Younis has to show more aggression than what we have seen from him. If Pakistani batsmen play defensively in this Cup, Pakistan will lose. Pakistan should also be mindful that other teams like New Zealand and South Africa have improved their T20 standards and they are capable of beating Pakistan this time round.
In particular the two openers Shahzad and Butt need to play lofted shots if they can’t drive the ball between the gaps. This is particularly important for Shahzad, who has struggled to place the ball in the gaps so far in international cricket. Neither Butt nor Shahzad have been in great form recently and it must be questioned why they have been picked for T20 when they do not appear to be T20 batsmen.
The new kid on the block, Shahzaib Hasan is inexperienced and it is rumoured Younis Khan opted for him over Khalid Latif. It would perhaps be wiser to give Hasan a chance in place of Shahzad, although it seems unlikely. Hasan was impressive in the recent mini series between Chairman’s XI and Patrons’ XI, where he was amongst the top scorers. Nasir Jamshed is returning to form in domestic cricket but his form was mediocre before this RBS Cup, so his exclusion is justified.
Ideally Younis should go with no more than 3 pacers. Spinners are usually more effective in T20 because the focus is
also to restrict the runs from the bat. My guess is that whoever is responsible for selection will once again not give a meaningful chance to Fawad Alam, but playing Fawad is undoubtedly an advantage because of his batting and fielding. He can also bowl a couple of overs if need be, although bowling is not his forte. The team management is likely to go with, 1.Butt 2.Shahzad 3.Younis 4. Malik 5. Misbah 6. Afridi 7.Akmal 8. Tanvir 9. Gul 10. Rao 11. Ajmal.

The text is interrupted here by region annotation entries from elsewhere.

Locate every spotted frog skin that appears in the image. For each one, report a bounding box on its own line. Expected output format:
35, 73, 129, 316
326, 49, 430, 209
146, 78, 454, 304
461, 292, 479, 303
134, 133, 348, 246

My preferred line-up would be: 1. Hasan 2. Afridi 3. Akmal 4. Younis 5. Malik 6. Misbah 7. Fawad 8. Tanvir 9. Gul 10. Rao 11. Ajmal
Aggression, good team spirit and fair selection can make Pakistan win this World Cup. Bowling wise Pakistan is adequately equipped with Gul, Afridi and Ajmal being world class bowlers. If Younis, Malik and Misbah once again do not show commitment and consistency, it will be a new low for Pakistan cricket and a slap on the PCB’s face.